> On Jul 23, 2014, at 4:44 PM, Todd R. Fiala <[email protected]> wrote:
> 
> Hey Greg,
> 
> I’m looking into implementing process start-up so I can just follow your flow 
> of launching the exe, then connecting via llgs with reverse connect.  I’d 
> like to take a shot at getting Linux processes to start up in a “stopped at 
> initial entry point” behavior rather than doing something different than 
> MacOSX at this point.
> 
> Linux PTRACE doesn’t provide this out of the box.  There is an alternative 
> that could work but is not reliable across Linux kernel versions: detaching 
> from a PTRACE’d exe during a group-stop will leave it stopped.  I think the 
> initial startup signal I get with PTRACE may yield a group stop.  If it’s 
> not, I can immediately turn around and issue a stop, deliver that and get the 
> real group stop.  (Not 100% sure I could do that last part with guaranteed 
> no-execution semantics at the entry point location).  Unfortunately, the 
> detach is not reliable everywhere I need this to run to keep the process in a 
> stopped state at that point for handoff to llgs.

> What I could do instead, is fork, and have the child process self-send a 
> SIGSTOP before doing the exec.  And, on Linux (and maybe FreeBSD), when llgs 
> attaches, it just needs to know that it has to wait for one exec signal 
> before the process really starts. (I’m not sure if there is a shell mode for 
> debugging with Linux - if there is, then we need to exec through the shell 
> script too, I think — I don’t remember seeing that on the linux code path so 
> it likely is buggy and/or unsupported at the moment).  In any event, if I do 
> this, I’m pretty sure I can guarantee that I can start a process in 
> debug-ready mode with the caveat that there is an exec that has to be 
> silently ignored when llgs attaches.
> 
> How does that sound?  Thoughts?

The idea sounds good, as you can just do:

kill(getpid(), SIGSTOP)

but you can run into problems with the foreground app in a terminal not being 
able to SIGSTOP itself and you might get some SIGTTOU or SIGTTIN signals. 

But do try it out.
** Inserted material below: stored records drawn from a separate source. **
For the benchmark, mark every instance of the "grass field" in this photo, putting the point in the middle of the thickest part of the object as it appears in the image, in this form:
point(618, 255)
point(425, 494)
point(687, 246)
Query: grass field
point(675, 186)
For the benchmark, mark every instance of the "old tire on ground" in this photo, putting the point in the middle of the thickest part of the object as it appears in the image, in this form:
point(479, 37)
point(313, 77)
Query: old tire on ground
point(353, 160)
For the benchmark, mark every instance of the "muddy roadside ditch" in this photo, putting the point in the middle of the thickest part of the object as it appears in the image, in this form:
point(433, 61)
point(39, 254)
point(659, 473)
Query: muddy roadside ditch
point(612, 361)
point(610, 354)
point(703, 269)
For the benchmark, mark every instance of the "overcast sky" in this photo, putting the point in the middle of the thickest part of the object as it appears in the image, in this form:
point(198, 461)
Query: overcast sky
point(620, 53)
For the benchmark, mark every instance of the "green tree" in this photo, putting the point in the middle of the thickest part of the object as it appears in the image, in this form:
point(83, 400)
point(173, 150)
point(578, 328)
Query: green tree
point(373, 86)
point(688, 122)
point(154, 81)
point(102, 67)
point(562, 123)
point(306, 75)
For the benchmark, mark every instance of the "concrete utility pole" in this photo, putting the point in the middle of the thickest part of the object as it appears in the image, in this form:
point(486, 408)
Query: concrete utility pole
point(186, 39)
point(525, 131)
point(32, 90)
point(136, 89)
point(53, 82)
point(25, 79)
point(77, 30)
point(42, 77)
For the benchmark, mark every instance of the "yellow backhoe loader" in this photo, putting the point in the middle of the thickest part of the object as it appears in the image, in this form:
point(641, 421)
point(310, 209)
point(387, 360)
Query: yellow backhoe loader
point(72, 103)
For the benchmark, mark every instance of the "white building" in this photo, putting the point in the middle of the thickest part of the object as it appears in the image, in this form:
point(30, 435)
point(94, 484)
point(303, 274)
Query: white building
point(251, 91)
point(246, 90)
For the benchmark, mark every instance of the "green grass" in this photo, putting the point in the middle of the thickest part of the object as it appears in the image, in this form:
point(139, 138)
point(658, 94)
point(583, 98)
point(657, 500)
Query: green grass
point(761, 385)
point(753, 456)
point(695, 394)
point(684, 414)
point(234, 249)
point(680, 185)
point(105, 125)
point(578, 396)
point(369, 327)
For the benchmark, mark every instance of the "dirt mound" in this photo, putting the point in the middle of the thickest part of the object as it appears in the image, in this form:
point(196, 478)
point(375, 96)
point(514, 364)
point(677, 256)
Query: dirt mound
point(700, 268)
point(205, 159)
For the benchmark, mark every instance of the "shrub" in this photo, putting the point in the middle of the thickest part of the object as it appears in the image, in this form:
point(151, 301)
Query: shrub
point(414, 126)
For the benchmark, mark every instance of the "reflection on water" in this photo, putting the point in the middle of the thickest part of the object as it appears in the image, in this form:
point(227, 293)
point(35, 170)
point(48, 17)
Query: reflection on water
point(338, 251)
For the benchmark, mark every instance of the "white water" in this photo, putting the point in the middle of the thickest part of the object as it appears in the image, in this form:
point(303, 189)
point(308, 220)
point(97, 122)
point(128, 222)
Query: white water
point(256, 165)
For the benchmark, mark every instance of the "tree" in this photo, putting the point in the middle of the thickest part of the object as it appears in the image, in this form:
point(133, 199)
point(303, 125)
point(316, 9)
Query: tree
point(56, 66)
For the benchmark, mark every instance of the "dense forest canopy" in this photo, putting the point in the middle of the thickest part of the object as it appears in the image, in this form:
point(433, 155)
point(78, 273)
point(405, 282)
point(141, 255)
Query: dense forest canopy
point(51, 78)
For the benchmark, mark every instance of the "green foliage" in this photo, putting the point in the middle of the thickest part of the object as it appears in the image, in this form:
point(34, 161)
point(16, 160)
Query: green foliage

The ProcessLaunchInfo have:

        uint32_t
        GetResumeCount () const
        {
            return m_resume_count;
        }

        void
        SetResumeCount (uint32_t c)
        {
            m_resume_count = c;
        }


So you just need to set this to 1 and it will continue past 1 exec without 
trying to read the dyld info for any execs before m_resume_count gets to zero.